Actualité

Festival mondial : quand le chant choral devient une aventure intergénérationnelle

Selon Clayton State University, des musiciens de l'université ont encadré des chanteurs de la 6e à la terminale, sous la direction du Dr David Morrow — un dispositif de transmission par les pairs…

Festival mondial : quand le chant choral devient une aventure intergénérationnelle

Un répertoire venu d'Afrique du Sud, de Tchéquie et des États-Unis, appris en deux semaines dans cinq langues différentes: voilà ce qu'ont préparé, cet été à Atlanta, les lycéens et étudiants réunis autour du World Music Festival Choir. Selon Clayton State University, des musiciens de l'université ont encadré des chanteurs de la 6e à la terminale, sous la direction du Dr David Morrow — un dispositif de transmission par les pairs dont les chefs de chœur scolaires peuvent s'inspirer.

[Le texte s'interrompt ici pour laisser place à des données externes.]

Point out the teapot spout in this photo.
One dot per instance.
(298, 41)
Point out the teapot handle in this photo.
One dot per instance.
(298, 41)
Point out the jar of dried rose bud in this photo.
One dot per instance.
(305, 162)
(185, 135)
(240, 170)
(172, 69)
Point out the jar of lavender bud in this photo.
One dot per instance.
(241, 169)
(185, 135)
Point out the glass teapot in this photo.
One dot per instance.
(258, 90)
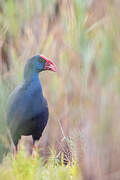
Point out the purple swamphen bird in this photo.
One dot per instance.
(27, 111)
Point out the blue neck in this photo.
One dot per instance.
(31, 76)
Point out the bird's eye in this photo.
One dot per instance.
(42, 60)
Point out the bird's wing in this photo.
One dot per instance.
(24, 106)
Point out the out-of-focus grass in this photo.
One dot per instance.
(83, 39)
(29, 168)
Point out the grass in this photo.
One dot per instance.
(28, 168)
(83, 39)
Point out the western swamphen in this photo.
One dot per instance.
(27, 111)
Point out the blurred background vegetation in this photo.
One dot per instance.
(83, 39)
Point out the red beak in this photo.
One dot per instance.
(50, 66)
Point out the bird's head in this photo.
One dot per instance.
(37, 64)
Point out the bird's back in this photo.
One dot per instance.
(27, 111)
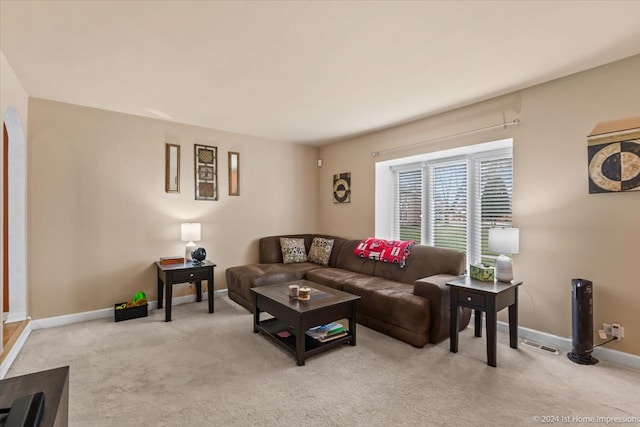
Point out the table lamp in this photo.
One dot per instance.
(504, 241)
(190, 233)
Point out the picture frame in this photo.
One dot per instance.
(342, 188)
(234, 173)
(172, 168)
(206, 172)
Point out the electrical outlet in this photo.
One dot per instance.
(617, 331)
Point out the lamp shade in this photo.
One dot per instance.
(504, 240)
(190, 231)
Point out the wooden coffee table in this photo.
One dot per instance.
(293, 317)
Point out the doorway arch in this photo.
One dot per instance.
(17, 236)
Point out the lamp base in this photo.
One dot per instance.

Cinq langues, un même souffle

Apprendre en si peu de temps les phonétiques et les prosodies de cinq idiomes constitue un exercice de polyphonie linguistique rare dans le parcours d'un jeune choriste. Les œuvres sud-africaines, tchèques et américaines mobilisent des ambitus contrastés: les partitions d'Europe centrale sollicitent souvent une voix d'enfant dans le bas de sa tessiture naturelle, tandis que le répertoire africain et certaines pages de la tradition vocale états-unienne ouvrent au contraire sur des aigus que la voix pré-pubère atteint sans forçage. Travailler cet écart, c'est apprendre à doser le souffle, à placer le corps en fonction du registre, à comprendre que la justesse n'est pas un absolu mais une négociation permanente entre le texte et la hauteur. L'effort phonétique, par ailleurs, aiguise l'écoute: percevoir qu'un /r/ roulé tchèque n'a rien à voir avec un /r/ apical français modifie la posture vocale elle-même.

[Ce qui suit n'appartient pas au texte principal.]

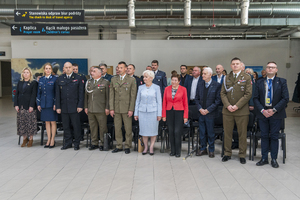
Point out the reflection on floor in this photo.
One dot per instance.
(38, 173)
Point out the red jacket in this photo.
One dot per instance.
(178, 103)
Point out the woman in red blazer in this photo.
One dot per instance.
(175, 109)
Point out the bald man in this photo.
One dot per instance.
(219, 77)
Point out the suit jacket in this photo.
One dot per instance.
(280, 97)
(69, 93)
(26, 97)
(215, 78)
(107, 77)
(213, 99)
(239, 96)
(181, 82)
(97, 95)
(122, 94)
(160, 79)
(188, 85)
(148, 100)
(178, 103)
(46, 92)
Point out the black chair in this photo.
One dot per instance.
(282, 136)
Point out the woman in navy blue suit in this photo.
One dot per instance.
(25, 105)
(46, 103)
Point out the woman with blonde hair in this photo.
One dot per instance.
(46, 103)
(25, 105)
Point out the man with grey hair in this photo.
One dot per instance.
(191, 83)
(207, 100)
(105, 75)
(219, 77)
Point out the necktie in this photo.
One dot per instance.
(270, 90)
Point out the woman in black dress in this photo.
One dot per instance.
(25, 105)
(46, 103)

Un tutorat vertical et bienveillant

L'aspect le plus remarquable de cette session ne réside pas seulement dans le programme, mais dans l'encadrement. Les étudiants en musique de Clayton State — Noah Brunson, Christopher Brooks et Shane Abraham — ont servi de mentors aux plus jeunes, répétant avec eux du lundi au jeudi. Le Dr Morrow, chef du Glee Club de Morehouse College, et Pamela Dillard, chanteuse lyrique et pédagogue vocale à Spelman College, supervisaient l'ensemble. Cette stratification — chef d'expérience, étudiants-tuteurs, choristes adolescents — reproduit ce que beaucoup d'écoles rêveraient d'instaurer: un véritable continuum entre la formation initiale et l'exigence du concert. Noah Brunson, qui prépare un diplôme en éducation musicale, a confié qu'il souhaitait devenir professeur de chant choral au lycée: la chaîne de transmission se boucle ainsi d'elle-même, et chaque génération apprend en transmettant.

Ce que nous pouvons en retenir

Pour les chefs de chœur de l'académie de Poitiers, l'expérience atlantienne invite à repenser deux points. D'abord, l'élargissement du répertoire: un chant polyglotte n'est pas un caprice exotique, mais un entraînement précis à l'écoute des autres langues et à la mobilité de la voix — un travail de prosodie comparable à celui qu'on mène, en classe, sur les chansons en langues anciennes. Ensuite, le rôle des grands élèves: loin de les cantonner au pupitre, les associer à la préparation des plus jeunes renforce leur propre investissement et constitue, à terme, un vivier naturel pour les futurs encadrants. Le chœur devient alors ce qu'il n'aurait jamais dû cesser d'être: un lieu d'apprentissage vivant, où la musique se reçoit autant qu'elle se donne.